I stumbled upwards and onwards,

Here and Now,

along the Narrow Way.

I do admit, I miss at times

the custody I mistook for communion,

and the finely decorated walls

I mistook for Creativity.

Oh, how I raised my hands in praise

and feeble offerings to those I once thought

were blinded by The Light,

(but in fact, were only blinded by The Might.)

I preached from within my prison

to those (I thought) outside the fold

of the security of my imprisoned-beliefs,

And in those comforting black and white walls

of the old prison I had long embraced as home,

I did get glimpses of clear Sky.

And I am still so very grateful

for the many dearly loved prison guards –

who had, after all, only tried to keep me safe

and who had, as even blind guides can,

opened my eyes to what had been born

and Who was eternally being Born

in the Heart’s longing for salvation.

But I am no longer sorry, even though still sad,

That when I stuck one small-Soul foot,

Outside my belief-prison’s walls,

the other prisoners shoved me

the rest of the way out;

for they could not bear to leave behind

their imaginary Maximum-Security Prison

and they could not bear to think

that I might find a Home outside their walls.
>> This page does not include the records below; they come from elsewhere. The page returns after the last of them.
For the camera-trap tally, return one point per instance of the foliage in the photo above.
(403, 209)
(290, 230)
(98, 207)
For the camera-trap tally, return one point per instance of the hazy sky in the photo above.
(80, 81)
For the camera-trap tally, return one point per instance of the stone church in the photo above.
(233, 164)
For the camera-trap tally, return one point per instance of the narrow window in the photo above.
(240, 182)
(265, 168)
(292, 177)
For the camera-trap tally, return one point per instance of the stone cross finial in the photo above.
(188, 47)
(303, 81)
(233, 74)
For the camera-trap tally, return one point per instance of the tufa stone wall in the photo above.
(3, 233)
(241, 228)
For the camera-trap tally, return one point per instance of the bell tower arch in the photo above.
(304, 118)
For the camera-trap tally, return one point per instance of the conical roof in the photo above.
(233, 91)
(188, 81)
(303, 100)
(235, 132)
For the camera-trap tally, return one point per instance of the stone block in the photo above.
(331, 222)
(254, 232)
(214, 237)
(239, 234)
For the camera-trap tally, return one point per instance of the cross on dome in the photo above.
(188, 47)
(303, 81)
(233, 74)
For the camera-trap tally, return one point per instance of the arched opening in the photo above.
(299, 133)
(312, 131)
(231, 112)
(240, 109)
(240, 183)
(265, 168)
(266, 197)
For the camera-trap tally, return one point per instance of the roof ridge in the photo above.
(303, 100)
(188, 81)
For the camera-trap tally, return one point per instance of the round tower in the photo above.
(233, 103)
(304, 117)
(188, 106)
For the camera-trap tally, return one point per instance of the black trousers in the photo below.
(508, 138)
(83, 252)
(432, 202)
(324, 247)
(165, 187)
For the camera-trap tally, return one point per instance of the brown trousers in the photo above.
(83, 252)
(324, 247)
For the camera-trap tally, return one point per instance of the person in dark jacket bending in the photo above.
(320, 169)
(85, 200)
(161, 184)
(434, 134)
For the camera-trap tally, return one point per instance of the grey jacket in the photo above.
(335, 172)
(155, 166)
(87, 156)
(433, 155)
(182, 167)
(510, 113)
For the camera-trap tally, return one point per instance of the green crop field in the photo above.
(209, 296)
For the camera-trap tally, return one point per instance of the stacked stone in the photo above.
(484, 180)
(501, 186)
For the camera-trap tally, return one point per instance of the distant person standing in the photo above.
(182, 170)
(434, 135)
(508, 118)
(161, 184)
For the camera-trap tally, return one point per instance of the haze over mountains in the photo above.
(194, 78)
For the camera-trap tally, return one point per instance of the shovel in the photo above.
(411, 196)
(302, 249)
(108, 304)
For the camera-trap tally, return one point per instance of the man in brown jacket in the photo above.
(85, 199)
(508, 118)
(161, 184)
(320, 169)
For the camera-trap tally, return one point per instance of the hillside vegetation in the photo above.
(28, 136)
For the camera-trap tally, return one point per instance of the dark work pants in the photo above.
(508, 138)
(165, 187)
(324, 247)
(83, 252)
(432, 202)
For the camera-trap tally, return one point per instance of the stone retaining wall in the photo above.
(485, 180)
I do bear the stigmata of their hands

shoving hard against my back,

pushing me out and forward

like a blowing Wind

that one day, God may use beneath me

to help my wings grow strong.

*

And I have found that Now — 

and wildly, freely, only Here and Now — 

(and yet also, There and Then)

I have stumbling found

that we were born for freedom,

and that Salvation is only ever, True-ly grasped

by letting go

as Love leads us

further out, and out, and out

and further in and In.

*

I thank You,

Creator-Word,

For sparking a burning flame

In this small human being.

And for standing at the door

Of my imprisoned self

And knocking hard and long

(and also softly and in Stillness).

I thank you, All

My freedom-fighting and freedom-finding

many and yet One, brothers and sisters,

Who trembled and still tremulously shine

from different points of view and

different points of the One Light,

to tell the World

about a better Way.

And I join my small self’s soul

With All of Yours

as One, we journey on,

out of all

the crippling, darkening belief-prisons,

and onto the Soul’s Free Path,

the One I-Am of Truth, and Love, and Light:

leading, yet not leaving;

moving, and being moved-in;

out of this world’s incarceration

and In-to Eternity’s

Incarnation.

Here. Now.

Born in each moment,

And eternally in and among us.

May it Be. Amen.

© Jane Tawel, 2025

POV #2 – A Poem

POV #2 – A Poem

For my friend, my husband, Raoul

By Jane Tawel

 

We stand shoulder to shoulder, necks stiffened by staring eyes.

They robbed us of our weaponry, so sometimes our fingers brush against the other’s,

like frightened moths caught in a moldy flour sack.

I know your love is mostly loyalty now, like any good person of your rank.

Mine has passed from need of care to need of life, and I troop on.

We shoulder on.

We soldier on.

I’ve served under you for twenty some years now, but the war position keeps changing on us.

Who are yon enemies, we love more than our own lives, those four

who seem  four thousand fighters in the heat of the fray?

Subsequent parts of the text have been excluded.